Forecasts for tax revenues are based on optimistic assumptions April 19, 2016

The spring 2016 forecast of the Ministry of Finance finds that GDP growth in Estonia in the short term will be lower than was earlier forecast. The implication of this reduced forecast for the state finances is that both the nominal and structural positions of the general government will be worse.

The spring forecast expects that nominal GDP growth will stabilise in the medium term at 6% and real growth at 3%. Although this forecast is similar to others, the Fiscal Council finds that it is based on quite optimistic assumptions. The forecast expects external demand and prices to rise faster, but in previous years this has been overestimated. Reaching such a path of growth assumes that productivity growth being slower than wage growth, which has been a key feature in recent years, will not have harmed the competitiveness of the Estonian exporting sector.

The Fiscal Council opinion is that the forecast for tax revenues should assume that there could be shortfalls in collection. This is because the recovery in external demand that the forecast assumes may not lead immediately to increased tax revenues. Furthermore, tax revenues in 2015 were boosted by above-average dividend payouts in the private sector, and it is foreseen that these will continue despite the increase in investment activity that is also assumed.

For this reason the government should consider that tax revenues may grow more slowly when it is planning increased spending and the general government fiscal position.
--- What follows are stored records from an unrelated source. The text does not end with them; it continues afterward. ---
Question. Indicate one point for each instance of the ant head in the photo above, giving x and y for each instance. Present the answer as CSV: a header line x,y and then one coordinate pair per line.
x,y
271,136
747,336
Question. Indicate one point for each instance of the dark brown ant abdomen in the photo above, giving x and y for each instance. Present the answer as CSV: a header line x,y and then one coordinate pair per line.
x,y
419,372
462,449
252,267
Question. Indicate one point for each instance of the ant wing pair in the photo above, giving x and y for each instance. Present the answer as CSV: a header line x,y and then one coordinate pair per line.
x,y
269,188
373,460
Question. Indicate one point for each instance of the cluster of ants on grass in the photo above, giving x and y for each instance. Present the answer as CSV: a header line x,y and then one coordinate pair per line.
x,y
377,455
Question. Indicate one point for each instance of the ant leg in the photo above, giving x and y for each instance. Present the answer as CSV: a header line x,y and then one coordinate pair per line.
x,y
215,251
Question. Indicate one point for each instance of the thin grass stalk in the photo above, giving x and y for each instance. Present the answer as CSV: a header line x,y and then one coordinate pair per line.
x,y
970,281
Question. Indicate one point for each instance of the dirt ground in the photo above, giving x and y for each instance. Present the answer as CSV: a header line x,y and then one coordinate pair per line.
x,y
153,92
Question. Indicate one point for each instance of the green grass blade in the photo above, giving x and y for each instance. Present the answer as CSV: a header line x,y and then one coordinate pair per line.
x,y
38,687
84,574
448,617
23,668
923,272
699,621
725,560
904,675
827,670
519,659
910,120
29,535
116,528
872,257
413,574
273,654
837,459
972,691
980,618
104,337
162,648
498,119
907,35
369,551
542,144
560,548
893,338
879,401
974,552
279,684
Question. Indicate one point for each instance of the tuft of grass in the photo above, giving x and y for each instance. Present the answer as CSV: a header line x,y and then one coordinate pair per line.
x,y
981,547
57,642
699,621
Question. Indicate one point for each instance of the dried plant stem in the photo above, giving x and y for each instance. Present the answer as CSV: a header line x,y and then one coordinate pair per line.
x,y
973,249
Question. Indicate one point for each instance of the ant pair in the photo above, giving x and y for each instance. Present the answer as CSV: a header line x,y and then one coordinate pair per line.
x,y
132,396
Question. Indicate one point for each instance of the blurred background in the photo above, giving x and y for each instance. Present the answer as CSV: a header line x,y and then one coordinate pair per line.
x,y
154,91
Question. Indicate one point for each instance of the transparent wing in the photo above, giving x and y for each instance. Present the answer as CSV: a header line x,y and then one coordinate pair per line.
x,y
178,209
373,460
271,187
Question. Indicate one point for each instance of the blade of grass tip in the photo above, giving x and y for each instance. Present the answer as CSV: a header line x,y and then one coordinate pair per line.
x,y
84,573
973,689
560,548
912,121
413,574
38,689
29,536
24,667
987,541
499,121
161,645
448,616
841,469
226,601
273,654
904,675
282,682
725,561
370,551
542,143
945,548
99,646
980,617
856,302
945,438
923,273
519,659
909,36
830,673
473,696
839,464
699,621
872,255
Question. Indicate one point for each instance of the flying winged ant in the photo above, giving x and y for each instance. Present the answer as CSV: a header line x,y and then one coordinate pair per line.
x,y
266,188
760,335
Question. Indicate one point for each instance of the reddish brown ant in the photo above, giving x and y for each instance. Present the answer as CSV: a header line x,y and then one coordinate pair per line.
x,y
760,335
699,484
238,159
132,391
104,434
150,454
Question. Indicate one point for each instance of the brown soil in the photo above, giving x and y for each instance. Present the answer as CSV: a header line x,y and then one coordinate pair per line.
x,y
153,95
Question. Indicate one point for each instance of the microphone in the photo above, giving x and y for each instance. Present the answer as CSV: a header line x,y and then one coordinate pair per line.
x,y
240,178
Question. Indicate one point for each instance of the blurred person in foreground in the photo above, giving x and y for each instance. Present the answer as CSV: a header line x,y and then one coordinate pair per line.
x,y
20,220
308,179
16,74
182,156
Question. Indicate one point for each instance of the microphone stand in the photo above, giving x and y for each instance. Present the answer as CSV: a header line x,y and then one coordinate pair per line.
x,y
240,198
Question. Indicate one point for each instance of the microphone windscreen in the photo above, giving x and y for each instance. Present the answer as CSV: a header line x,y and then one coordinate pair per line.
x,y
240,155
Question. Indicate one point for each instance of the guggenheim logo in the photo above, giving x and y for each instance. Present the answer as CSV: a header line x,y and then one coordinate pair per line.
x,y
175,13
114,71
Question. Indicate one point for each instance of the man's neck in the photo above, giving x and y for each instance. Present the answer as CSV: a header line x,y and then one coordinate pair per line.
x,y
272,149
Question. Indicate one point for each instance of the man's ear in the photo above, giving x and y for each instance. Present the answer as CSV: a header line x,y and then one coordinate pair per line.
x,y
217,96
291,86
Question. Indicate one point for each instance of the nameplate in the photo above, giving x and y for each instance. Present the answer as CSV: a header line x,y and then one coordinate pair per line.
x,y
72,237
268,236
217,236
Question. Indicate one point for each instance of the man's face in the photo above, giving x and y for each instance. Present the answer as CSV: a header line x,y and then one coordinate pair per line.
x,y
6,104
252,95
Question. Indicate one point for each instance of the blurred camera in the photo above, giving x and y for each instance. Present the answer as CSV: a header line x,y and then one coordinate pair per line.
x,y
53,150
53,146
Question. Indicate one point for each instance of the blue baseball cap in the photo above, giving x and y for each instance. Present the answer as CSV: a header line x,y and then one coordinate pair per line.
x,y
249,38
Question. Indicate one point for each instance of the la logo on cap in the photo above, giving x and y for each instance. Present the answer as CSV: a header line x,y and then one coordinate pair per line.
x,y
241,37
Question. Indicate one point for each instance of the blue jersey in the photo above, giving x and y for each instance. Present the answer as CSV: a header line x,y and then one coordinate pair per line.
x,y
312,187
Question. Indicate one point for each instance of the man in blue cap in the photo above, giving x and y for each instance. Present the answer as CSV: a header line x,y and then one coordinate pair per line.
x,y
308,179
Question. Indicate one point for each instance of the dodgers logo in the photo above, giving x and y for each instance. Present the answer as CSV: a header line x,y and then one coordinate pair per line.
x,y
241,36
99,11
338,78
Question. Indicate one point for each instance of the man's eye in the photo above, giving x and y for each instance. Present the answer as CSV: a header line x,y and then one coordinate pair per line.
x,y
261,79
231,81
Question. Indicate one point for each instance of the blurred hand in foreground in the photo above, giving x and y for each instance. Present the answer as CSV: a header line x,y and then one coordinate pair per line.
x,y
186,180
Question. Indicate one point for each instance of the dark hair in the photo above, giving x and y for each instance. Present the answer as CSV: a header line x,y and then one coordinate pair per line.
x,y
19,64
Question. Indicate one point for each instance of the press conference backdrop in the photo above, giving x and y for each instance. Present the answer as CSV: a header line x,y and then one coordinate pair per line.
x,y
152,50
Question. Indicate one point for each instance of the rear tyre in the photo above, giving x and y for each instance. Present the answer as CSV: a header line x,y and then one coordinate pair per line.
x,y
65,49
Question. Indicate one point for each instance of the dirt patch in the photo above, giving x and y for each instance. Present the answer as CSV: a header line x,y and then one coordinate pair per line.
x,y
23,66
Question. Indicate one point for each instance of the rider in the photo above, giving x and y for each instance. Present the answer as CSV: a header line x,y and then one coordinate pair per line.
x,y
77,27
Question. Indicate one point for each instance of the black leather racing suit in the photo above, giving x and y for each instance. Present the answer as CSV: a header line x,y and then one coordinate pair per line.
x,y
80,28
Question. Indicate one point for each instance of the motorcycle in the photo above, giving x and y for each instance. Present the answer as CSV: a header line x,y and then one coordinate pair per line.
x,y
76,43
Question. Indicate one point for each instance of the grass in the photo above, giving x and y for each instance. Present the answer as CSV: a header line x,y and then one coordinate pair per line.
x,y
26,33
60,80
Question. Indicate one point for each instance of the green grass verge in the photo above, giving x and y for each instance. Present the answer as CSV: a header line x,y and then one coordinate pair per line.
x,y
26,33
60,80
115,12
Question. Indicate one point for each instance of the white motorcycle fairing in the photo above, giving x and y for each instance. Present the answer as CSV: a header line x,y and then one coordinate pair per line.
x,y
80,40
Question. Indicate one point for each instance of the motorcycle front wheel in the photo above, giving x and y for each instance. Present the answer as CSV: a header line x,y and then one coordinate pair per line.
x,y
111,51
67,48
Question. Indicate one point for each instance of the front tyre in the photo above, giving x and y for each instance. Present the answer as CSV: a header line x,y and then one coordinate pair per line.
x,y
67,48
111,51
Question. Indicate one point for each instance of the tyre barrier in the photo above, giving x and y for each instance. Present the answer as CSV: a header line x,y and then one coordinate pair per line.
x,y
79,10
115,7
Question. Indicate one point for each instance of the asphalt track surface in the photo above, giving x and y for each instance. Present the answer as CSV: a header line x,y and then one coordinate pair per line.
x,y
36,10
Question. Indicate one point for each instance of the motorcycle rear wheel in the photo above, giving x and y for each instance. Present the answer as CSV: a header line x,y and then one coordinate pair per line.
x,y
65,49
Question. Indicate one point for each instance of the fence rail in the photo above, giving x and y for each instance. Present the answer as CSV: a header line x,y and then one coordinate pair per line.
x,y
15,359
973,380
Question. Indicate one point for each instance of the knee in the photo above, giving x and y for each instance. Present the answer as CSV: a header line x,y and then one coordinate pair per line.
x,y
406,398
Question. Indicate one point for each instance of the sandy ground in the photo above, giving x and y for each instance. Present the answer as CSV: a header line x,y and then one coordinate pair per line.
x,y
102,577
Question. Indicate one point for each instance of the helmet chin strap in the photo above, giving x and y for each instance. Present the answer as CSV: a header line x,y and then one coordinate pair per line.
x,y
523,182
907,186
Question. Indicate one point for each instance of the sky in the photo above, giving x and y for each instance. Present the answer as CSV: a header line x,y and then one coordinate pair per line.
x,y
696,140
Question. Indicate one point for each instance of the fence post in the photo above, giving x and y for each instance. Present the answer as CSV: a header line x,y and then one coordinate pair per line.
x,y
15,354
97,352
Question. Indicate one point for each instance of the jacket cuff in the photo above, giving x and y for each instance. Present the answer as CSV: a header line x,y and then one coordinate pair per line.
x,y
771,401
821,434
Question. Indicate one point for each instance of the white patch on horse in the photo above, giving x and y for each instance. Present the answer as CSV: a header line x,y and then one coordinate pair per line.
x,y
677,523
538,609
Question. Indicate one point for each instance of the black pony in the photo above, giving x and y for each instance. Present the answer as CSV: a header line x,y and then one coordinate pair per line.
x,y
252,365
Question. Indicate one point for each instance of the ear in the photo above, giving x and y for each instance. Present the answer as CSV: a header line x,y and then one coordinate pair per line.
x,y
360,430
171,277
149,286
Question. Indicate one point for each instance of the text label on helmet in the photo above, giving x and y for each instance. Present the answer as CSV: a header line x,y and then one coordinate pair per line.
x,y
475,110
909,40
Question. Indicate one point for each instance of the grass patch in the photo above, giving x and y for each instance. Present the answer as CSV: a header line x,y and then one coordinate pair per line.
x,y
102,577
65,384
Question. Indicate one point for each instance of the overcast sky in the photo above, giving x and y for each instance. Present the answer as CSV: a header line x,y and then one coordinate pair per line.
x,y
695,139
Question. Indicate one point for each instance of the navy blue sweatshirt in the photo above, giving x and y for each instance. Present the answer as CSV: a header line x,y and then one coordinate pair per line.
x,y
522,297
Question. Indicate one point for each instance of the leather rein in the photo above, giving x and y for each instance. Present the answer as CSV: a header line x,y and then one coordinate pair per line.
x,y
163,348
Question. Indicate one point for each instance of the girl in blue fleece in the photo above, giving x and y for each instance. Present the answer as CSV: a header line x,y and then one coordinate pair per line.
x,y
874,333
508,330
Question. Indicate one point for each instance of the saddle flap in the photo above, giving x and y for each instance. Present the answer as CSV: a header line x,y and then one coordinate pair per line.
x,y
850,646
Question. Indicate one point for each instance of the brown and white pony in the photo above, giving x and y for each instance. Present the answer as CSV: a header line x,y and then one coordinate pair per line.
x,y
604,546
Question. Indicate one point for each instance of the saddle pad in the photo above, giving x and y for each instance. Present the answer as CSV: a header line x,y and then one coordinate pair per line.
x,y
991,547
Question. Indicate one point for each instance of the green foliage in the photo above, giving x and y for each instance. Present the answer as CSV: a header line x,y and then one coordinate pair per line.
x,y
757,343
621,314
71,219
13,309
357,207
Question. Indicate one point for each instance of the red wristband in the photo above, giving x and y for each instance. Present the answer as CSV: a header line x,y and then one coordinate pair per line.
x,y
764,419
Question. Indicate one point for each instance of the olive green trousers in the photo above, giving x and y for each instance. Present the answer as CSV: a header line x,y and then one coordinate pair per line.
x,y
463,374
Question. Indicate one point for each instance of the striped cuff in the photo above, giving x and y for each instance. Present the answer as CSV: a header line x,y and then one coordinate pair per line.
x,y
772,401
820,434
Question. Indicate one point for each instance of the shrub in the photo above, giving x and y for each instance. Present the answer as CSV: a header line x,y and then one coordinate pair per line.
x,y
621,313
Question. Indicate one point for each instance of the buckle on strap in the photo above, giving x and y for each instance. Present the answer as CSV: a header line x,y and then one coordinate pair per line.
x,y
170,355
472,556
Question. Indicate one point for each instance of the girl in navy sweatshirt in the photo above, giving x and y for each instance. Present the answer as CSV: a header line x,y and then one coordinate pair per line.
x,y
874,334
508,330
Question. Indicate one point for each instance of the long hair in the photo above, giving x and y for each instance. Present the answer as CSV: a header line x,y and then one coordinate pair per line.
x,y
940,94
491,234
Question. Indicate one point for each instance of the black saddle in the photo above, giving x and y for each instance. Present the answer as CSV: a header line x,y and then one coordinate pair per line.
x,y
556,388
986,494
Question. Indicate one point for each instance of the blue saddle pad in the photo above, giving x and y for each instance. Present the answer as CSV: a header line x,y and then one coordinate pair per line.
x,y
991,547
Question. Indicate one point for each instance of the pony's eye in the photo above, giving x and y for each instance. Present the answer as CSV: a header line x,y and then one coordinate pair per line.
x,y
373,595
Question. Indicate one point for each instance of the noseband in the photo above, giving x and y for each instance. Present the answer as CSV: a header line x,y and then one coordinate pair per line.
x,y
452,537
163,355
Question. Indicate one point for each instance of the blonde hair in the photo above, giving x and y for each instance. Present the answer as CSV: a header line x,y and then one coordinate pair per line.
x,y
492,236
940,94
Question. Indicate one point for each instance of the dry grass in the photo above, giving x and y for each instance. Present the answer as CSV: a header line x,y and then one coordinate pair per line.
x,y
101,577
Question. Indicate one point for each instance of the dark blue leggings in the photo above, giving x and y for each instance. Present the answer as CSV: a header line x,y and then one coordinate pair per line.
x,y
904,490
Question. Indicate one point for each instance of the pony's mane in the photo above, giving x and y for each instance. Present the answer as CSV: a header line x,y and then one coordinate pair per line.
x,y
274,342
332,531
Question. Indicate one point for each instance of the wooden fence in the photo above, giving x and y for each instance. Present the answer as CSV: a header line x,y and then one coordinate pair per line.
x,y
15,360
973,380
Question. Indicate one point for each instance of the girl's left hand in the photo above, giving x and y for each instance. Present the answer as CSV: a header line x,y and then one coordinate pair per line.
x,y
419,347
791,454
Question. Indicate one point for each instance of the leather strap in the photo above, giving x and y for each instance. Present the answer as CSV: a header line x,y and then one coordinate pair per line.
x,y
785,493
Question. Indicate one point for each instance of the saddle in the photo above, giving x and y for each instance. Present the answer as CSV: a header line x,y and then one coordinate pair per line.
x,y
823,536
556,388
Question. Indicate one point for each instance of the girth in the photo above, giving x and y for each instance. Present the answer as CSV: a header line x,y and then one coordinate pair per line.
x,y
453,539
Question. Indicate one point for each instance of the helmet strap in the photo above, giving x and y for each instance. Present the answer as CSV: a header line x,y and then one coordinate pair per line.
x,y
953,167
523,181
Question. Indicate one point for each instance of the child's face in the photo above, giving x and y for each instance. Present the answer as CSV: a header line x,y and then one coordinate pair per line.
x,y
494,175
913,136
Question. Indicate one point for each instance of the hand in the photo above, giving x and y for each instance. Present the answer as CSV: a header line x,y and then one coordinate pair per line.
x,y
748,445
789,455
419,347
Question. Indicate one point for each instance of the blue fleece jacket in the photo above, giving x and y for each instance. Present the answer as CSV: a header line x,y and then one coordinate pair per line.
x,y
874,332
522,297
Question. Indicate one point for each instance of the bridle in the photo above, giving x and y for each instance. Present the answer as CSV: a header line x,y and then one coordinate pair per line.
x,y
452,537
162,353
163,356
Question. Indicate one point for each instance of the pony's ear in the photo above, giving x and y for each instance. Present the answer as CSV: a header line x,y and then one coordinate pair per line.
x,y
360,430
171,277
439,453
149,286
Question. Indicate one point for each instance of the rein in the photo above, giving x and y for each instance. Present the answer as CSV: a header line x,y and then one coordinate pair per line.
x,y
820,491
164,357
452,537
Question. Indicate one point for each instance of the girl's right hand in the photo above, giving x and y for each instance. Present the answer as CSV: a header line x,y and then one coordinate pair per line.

Given this, the Fiscal Council recommends that the government set the target of a small surplus in the structural fiscal position each year for the whole of the forecast horizon.

The regular meeting of the Fiscal Council where the spring 2016 forecast of the Ministry of Finance was discussed was held on 15 April in Tartu. The Fiscal Council's opinion on the forecast and a more thorough explanatory report can be found here: Opinion Spring Forecast 2016.pdf

Additional information:
Raul Eamets
Chairman of Fiscal Council
Tel: 514 0082

Background Information

Under the State Budget Act, the Fiscal Council must assess the national macroeconomic and fiscal forecasts. The state budget strategy and the targets for the structural fiscal position for the next four years are based on the spring forecast of the Ministry of Finance.